Argentinische Kinder sind heute vermutlich die glücklichsten der Welt: Sie haben für die Dauer des WM-Spiels gegen Südkorea schulfrei. Undenkbar bei uns. Wer in Ruhe, also ohne lästige Anrufe und noch lästigere Kollegen, Fußball gucken will, nimmt sich am besten vier Wochen lang frei. Bei uns ist nur schulfrei, wenn Naturkatastrophen den Lernwilligen die Wege abschneiden. Hochwasser, Lawinenabgänge, Schneemassen. Nicht, dass ich gegen die Schulpflicht wäre. Aber an wichtigen Tagen sollte man auch mal fünf gerade sein lassen: Es hört doch sowieso keiner zu, wenn der Lehrer über Kurvendiskussionen oder Rechtschreibregeln referiert, wenn Fußball ist. Alle denken dann nur an das eine.
An diesem wichtigen Tag für den Fußball frage ich mich, wie mein Leben verlaufen wäre, wenn mal etwas geklappt hätte: In den 90er-Jahren plante ich mit einer Freundin, nach Argentinien auszuwandern. Wir wollten endlich Tango tanzen lernen, für wenig Geld ein feudales Leben führen und ich hatte nach einer Reise nach St. Moritz, wo Polospieler ihre Pferde einmal im Jahr im Winter über den zugefrorenen See jagen, allerbeste Kontakte in die internationale Polo-Szene. Polo-Spieler gehören (neben Golfern) zu den absolut bestaussehendsten Männern der Welt. Ich weiß auch nicht, woran das liegt, vielleicht an der vielen frischen Luft, den tollen Pferden oder den vielen Groupies.
Vielleicht sind die Argentinier auch einfach nur besser drauf. Wir malten uns jedenfalls das Leben in Südamerika auf das wunderbarste aus, ich lernte fleißig Spanisch und wir übten uns in Vorfreude, bis meine Begleit-Auswanderin eines Tages anrief und mir mitteilte, sie hätte es sich anders überlegt und ein Ticket nach Indien gekauft. Ich blieb gottergeben in Berlin.

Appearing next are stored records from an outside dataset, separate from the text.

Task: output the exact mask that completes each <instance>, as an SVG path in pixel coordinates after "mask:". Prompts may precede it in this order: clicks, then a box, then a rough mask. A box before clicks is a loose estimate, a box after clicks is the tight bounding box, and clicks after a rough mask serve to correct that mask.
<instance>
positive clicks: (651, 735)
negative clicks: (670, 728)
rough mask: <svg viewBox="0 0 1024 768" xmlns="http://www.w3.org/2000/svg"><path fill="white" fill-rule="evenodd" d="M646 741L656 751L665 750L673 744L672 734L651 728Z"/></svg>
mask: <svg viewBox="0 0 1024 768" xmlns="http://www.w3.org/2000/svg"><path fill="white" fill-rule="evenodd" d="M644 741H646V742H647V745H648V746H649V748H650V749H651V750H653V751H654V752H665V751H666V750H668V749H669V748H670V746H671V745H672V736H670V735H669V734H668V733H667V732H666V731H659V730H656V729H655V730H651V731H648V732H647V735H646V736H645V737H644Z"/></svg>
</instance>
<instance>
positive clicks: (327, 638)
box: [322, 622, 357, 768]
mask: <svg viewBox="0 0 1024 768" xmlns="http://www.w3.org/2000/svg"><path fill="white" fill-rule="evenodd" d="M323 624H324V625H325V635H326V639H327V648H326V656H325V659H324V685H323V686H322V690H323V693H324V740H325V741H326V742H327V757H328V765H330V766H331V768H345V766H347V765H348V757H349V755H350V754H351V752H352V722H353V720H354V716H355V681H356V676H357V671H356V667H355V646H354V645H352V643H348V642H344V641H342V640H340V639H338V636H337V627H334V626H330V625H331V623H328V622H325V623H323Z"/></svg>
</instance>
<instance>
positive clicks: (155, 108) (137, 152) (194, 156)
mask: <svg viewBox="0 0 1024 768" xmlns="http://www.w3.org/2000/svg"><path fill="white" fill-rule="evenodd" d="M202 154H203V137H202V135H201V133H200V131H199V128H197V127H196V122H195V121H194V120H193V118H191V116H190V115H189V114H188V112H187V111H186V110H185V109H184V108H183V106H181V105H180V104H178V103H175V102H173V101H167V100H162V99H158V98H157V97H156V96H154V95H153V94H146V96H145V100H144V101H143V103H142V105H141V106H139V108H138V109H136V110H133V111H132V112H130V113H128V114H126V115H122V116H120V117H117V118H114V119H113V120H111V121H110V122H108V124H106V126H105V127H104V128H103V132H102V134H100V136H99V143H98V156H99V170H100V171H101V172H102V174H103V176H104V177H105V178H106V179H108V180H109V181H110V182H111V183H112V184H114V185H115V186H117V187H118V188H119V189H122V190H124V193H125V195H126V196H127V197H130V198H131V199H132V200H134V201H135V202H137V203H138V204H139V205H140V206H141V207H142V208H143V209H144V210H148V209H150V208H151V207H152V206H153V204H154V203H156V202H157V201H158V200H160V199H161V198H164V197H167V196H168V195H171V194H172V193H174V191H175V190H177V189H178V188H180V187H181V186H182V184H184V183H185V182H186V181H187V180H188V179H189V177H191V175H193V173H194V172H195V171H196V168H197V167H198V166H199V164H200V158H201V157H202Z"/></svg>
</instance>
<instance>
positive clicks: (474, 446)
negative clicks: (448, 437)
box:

Wäre ich ausgewandert, hätte ich heute schul- bzw. bürofrei. Aber das Leben ist kein Wunschkonzert. Das hat auch BILD-Leser Sven W. erkannt: “Ich habe Trönitus”, klagt er in der heutigen Ausgabe. Er ist das “erste Opfer” der Vuvuzelas. Das lässt befürchten, dass ihm viele folgen werden. Vielleicht sind wir nächste Woche ja alle vorübergehend schwerhörig, taub oder trönitös. Ein Fan hat Sven W. beim Public Viewing ins Ohr getrötet. Diagnose: Tinnitus. Der Patient bekommt täglich Tabletten zur Verbesserung der Durchblutung seines Gehirns. Hypochonder wird’s freuen: Endlich eine neue Krankheit! Bild fordert ein “Tröööt-Verbot”. Ich sage: Gucken Sie niemals mit Hypochondern. Und nach der WM buche ich jetzt endlich den Flug nach Buenos Aires.